In last week’s article, we met James, the fortunate recipient of a $19M offer to buy his company. Well, he felt lucky until, as he was about to sign the Letter of Intent, an advisor pointed out that between taxes and the payment structure, he’d leave the closing table with $0 in his pocket.
You might wonder how business owners can find themselves that deep in the sale process without an understanding of its basic financial structure. That mystery is second only to the mystery of how not one of James’s advisors had ever asked him (a 63-year-old owner) if he were thinking about one day leaving his business. Not one advisor ever asked what actions James had taken to prepare for that day or whether they could help.
Advisors trained in Exit Planning do ask owners questions because fundamental Exit Planning encompasses third-party sales and all of the other Exit Paths that an owner might take to exit (a transfer to children, a sale to co-owners or children, or a sale to an Employee Stock Ownership Plan). To distinguish fundamental Exit Planning from the planning advisors do for owners anticipating a sale to a third party, we call the latter pre-sale planning.
Who Should Ask About Pre-Sale Planning
Advisors who don't specialize in M&A often ask themselves, “Why should I become involved in an owner’s pre-sale planning?” The answer is simple: Few other advisors are asking even a single question about it. If advisors don’t proactively reach out to owners, owners will do nothing to prepare: They don’t know what to do or whom to ask for help. Simply asking owners what their plans are for leaving their businesses is vital to their success and the advisor's first step to becoming involved in their planning. Of course, once advisors have taken that step, it’s important to understand the Exit Planning Process as it relates pre-sale planning.

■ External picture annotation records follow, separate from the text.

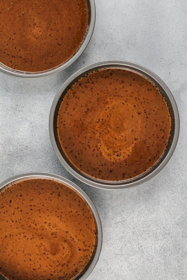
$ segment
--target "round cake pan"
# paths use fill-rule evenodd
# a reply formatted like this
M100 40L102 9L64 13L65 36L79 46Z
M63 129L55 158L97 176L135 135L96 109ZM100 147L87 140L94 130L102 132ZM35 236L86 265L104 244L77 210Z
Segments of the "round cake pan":
M41 72L25 72L14 70L0 62L0 71L5 74L18 78L36 79L47 77L64 70L76 60L84 51L90 40L94 29L95 21L95 7L94 0L87 0L89 12L89 20L87 31L81 45L75 53L63 64L49 70Z
M121 68L137 73L147 79L160 91L168 106L171 119L171 130L169 142L165 151L156 163L141 175L131 179L108 181L98 179L81 171L70 162L64 153L58 140L56 123L58 110L67 91L73 84L82 77L93 71L103 68ZM50 137L52 145L59 160L75 177L86 184L101 189L118 189L137 186L152 178L161 170L171 156L176 146L179 132L179 118L177 106L170 90L164 82L150 70L137 63L123 60L111 60L96 62L79 70L69 78L61 87L53 103L49 123Z
M74 278L74 280L85 280L90 274L98 260L101 250L103 238L102 227L98 214L93 202L85 193L79 187L67 179L58 175L43 172L32 172L12 177L0 184L0 193L6 188L18 182L28 179L40 178L54 180L62 183L74 190L86 201L92 212L97 233L95 247L87 265L80 273ZM0 279L6 279L7 278L0 274Z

When owners schedule a meeting to talk to their advisors about selling their businesses to an outside buyer, they usually do so because a potential buyer has approached them. They may already have signed a confidentiality agreement or even a Letter of Intent to sell their company. They want advice on how to proceed or perhaps for their advisor to look over the proposed documents to “make sure everything is alright” before they sign. At this point, it is usually too late to back up and start at the beginning of the planning process.
It’s important for advisors to reach out to owners and prospects now to educate them about the merits of pre-sale planning. The greatest benefit is that planning in advance of a buyer’s offer allows owners to first assess how large a future offer must be to meet their wants and needs. If they wait until an offer is tendered, they have neither time nor money to devote to growing business value and cash flow.
The first steps in pre-sale planning are identical to Exit Planning but differ in some important details.
- The advisor and the owner must articulate and understand the owner’s values-based goals. There’s more to an exit than cashing out and moving on. Advisors may need to dig to determine whether any of the values-based goals (e.g., culture, community, or legacy) are important to the owner. If they are, advisors must help owners realize that a sale to an outside party may not achieve those goals.
- It is vital that owners know, before going to market, what the market considers the business to be worth. Advisors who are not investment bankers or business brokers must recruit and work with those members of the Advisor Team to assign an accurate valuation.
- When and owner wants to sell to a third party, advisors must walk them through the tax impact and other purchase price reductions that nibble (or devour) sale proceeds, which is what happened to James Padgett from the previous article.
Pre-sale planning prepares owners before:
- Going to market and entering the sale process.
- Spending significant money, time, and emotional energy without assurance that the sale can achieve all of their goals.